Czarodziejka z Północy zamyśliła się, pochyliła głowę, długo patrzyła na ziemię. Potem podniosła spojrzenie na Dorotkę i powiedziała:
– Nie wiem, gdzie jest Kansas. Po raz pierwszy słyszę o takim kraju. Powiedz mi, proszę, czy to jest kraj cywilizowany?
– Oczywiście!
– Wobec tego wszystko zrozumiałe. W cywilizowanych krajach nie ma czarowników, czarodziejów, szarlatanów, ale do nas cywilizacja nie dotarła. Jesteśmy odcięci od całego świata. Z tego powodu zostali u nas czarownice, czarodzieje i szarlatani.
– Kim są?
– Największy czarownik nazywa się Oz – wyszeptała kobieta. – Jest silniejszy niż pozostałe czarownice i czarodzieje, razem wzięci. Mieszka w Szmaragdowym Mieście.

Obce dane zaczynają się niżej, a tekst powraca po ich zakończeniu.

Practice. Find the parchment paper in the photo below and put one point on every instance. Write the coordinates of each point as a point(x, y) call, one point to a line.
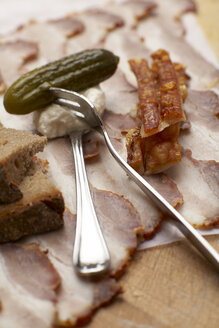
point(14, 13)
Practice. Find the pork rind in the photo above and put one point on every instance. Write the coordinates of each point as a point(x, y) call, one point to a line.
point(162, 91)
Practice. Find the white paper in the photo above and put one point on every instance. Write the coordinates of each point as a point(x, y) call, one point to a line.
point(14, 13)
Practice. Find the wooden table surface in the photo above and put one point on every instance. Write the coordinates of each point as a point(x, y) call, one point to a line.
point(172, 285)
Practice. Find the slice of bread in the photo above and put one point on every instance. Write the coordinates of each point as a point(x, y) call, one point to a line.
point(16, 151)
point(39, 210)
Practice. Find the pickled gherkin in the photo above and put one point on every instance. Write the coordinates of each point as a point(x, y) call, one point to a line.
point(75, 72)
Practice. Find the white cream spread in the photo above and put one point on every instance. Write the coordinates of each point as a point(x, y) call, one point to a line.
point(56, 121)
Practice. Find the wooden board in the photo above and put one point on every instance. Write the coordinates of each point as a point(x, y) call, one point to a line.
point(170, 286)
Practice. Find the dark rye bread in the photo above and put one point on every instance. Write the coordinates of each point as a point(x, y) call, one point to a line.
point(39, 210)
point(16, 151)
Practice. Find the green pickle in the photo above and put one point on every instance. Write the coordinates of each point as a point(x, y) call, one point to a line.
point(76, 72)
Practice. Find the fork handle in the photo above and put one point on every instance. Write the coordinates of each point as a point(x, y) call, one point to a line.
point(90, 254)
point(185, 227)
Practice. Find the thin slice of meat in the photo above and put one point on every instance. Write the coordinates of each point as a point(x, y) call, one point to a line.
point(105, 173)
point(13, 55)
point(30, 268)
point(98, 23)
point(26, 299)
point(198, 181)
point(50, 47)
point(132, 11)
point(3, 86)
point(166, 187)
point(77, 297)
point(202, 108)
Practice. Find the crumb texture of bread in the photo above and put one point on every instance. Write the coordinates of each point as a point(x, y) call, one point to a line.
point(39, 210)
point(16, 150)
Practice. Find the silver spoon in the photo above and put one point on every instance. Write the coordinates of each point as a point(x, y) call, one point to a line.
point(90, 254)
point(91, 116)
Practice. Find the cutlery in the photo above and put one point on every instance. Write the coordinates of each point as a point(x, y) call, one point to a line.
point(90, 254)
point(74, 100)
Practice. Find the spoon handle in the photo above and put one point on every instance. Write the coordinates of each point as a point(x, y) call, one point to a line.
point(90, 255)
point(185, 227)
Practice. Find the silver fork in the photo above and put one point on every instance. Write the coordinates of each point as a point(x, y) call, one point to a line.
point(69, 98)
point(90, 254)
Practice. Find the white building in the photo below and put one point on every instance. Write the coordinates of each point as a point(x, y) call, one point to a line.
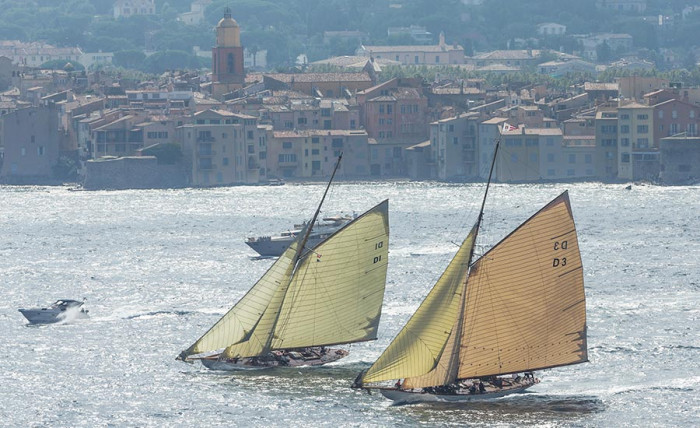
point(91, 60)
point(196, 14)
point(127, 8)
point(34, 54)
point(551, 29)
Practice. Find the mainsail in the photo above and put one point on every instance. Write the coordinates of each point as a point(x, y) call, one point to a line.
point(332, 294)
point(523, 309)
point(421, 347)
point(526, 307)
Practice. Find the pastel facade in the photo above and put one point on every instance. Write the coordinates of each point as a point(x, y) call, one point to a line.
point(454, 147)
point(312, 154)
point(224, 148)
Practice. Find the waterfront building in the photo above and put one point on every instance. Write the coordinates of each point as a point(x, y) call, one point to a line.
point(30, 144)
point(637, 158)
point(228, 72)
point(440, 54)
point(453, 143)
point(312, 153)
point(680, 159)
point(224, 148)
point(606, 156)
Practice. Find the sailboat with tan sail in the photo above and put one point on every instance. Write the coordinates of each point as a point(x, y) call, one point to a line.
point(488, 323)
point(308, 301)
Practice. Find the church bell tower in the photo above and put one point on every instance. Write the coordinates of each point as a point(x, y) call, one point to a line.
point(227, 57)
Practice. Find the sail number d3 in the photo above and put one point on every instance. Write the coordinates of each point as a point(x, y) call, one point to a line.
point(560, 245)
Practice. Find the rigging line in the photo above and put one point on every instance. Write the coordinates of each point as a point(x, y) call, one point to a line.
point(299, 252)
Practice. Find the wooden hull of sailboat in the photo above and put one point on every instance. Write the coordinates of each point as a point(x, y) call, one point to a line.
point(286, 358)
point(400, 396)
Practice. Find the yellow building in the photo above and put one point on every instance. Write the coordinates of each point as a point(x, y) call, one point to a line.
point(224, 148)
point(635, 137)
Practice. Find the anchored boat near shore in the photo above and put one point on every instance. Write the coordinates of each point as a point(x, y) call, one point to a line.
point(486, 325)
point(309, 300)
point(274, 246)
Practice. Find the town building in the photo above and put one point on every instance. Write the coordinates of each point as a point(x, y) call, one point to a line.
point(549, 29)
point(312, 154)
point(34, 54)
point(672, 117)
point(395, 110)
point(196, 14)
point(606, 157)
point(228, 72)
point(562, 68)
point(93, 60)
point(127, 8)
point(680, 160)
point(522, 58)
point(416, 32)
point(321, 85)
point(30, 144)
point(637, 158)
point(622, 5)
point(453, 143)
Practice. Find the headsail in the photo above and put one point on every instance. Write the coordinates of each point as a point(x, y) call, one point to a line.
point(333, 296)
point(422, 347)
point(243, 319)
point(526, 307)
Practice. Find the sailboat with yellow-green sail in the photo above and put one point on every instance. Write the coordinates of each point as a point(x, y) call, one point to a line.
point(488, 323)
point(310, 300)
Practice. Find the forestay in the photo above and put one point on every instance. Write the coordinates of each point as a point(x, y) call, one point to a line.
point(524, 309)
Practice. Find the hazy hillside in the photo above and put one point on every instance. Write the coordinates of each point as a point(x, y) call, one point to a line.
point(287, 28)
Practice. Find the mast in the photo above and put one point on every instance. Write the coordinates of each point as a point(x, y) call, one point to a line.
point(454, 358)
point(488, 183)
point(303, 241)
point(298, 254)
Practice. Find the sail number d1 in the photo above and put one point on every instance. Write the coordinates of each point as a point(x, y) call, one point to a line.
point(560, 245)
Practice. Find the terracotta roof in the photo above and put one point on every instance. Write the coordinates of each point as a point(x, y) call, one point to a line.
point(595, 86)
point(418, 48)
point(318, 133)
point(519, 54)
point(320, 77)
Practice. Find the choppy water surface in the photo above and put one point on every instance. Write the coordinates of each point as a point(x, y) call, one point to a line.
point(159, 267)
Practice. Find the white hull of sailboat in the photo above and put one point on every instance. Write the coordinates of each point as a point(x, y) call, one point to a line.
point(411, 397)
point(312, 357)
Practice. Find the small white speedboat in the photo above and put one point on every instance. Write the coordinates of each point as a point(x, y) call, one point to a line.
point(61, 310)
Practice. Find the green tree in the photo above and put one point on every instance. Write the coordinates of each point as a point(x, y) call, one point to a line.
point(129, 59)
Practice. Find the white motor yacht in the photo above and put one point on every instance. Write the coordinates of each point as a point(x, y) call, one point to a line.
point(61, 310)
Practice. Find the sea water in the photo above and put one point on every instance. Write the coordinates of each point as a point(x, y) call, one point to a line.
point(159, 267)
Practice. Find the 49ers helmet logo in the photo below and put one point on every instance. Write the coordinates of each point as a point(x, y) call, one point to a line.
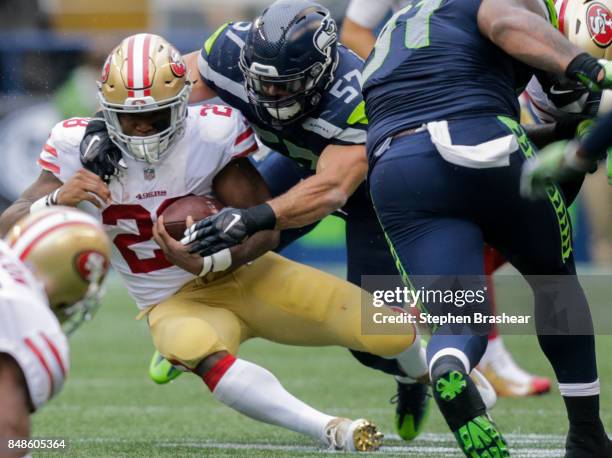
point(599, 23)
point(91, 266)
point(176, 64)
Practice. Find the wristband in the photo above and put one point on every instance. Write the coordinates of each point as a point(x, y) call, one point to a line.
point(217, 262)
point(585, 69)
point(45, 201)
point(260, 218)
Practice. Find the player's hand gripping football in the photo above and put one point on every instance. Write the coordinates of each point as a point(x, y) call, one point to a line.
point(174, 251)
point(554, 163)
point(98, 153)
point(229, 227)
point(83, 185)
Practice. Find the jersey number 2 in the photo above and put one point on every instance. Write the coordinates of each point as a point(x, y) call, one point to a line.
point(144, 223)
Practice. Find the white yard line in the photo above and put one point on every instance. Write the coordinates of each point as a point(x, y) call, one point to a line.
point(417, 449)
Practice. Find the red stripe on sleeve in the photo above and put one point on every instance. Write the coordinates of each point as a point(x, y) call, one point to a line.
point(42, 361)
point(248, 151)
point(243, 136)
point(55, 353)
point(49, 149)
point(213, 376)
point(48, 166)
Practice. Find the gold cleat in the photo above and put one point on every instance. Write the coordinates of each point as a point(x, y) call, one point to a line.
point(353, 436)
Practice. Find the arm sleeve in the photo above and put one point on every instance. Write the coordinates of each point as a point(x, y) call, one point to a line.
point(368, 13)
point(596, 144)
point(60, 153)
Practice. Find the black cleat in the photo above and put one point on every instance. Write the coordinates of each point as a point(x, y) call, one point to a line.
point(411, 410)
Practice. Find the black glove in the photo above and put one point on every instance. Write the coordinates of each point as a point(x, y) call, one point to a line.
point(229, 227)
point(98, 153)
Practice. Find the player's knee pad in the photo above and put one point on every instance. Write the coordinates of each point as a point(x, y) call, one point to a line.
point(187, 340)
point(386, 345)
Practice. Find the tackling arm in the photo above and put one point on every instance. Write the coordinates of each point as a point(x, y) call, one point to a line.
point(240, 185)
point(199, 89)
point(340, 170)
point(521, 29)
point(358, 38)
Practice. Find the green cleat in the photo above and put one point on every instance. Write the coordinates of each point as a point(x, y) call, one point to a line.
point(161, 371)
point(462, 406)
point(479, 438)
point(412, 409)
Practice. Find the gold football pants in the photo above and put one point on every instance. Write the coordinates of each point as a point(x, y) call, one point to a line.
point(272, 298)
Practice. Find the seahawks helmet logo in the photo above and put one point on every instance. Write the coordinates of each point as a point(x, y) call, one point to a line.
point(326, 35)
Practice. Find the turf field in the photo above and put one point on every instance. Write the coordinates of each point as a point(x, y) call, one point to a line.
point(110, 408)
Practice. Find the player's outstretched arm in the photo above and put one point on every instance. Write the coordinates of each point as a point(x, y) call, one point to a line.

Dorotka chciała zapytać coś jeszcze, ale w tej chwili Żwacze, którzy wciąż stali w milczeniu, głośno krzyknęli i zaczęli pokazywać na róg domu, gdzie leżała zła czarownica.
– Co się stało? – zapytała się u swoich współtowarzyszy Czarodziejka z Północy. Potem spojrzała w tamtym kierunku i się roześmiała. Tylko srebrne pantofelki stały pod domem, nogi zginęły, nawet śladu nie zostało po nich.
– Czarownica ze Wschodu była na tyle stara – wyjaśniła Czarodziejka z Północy – że szybko wyschła na słońcu. Nastąpił dla niej prawdziwy koniec. Srebrne pantofelki należą teraz do ciebie, możesz je nosić.
Mówiąc to, pochyliła się, podniosła pantofelki, strząsnęła z nich kurz i oddała Dorotce.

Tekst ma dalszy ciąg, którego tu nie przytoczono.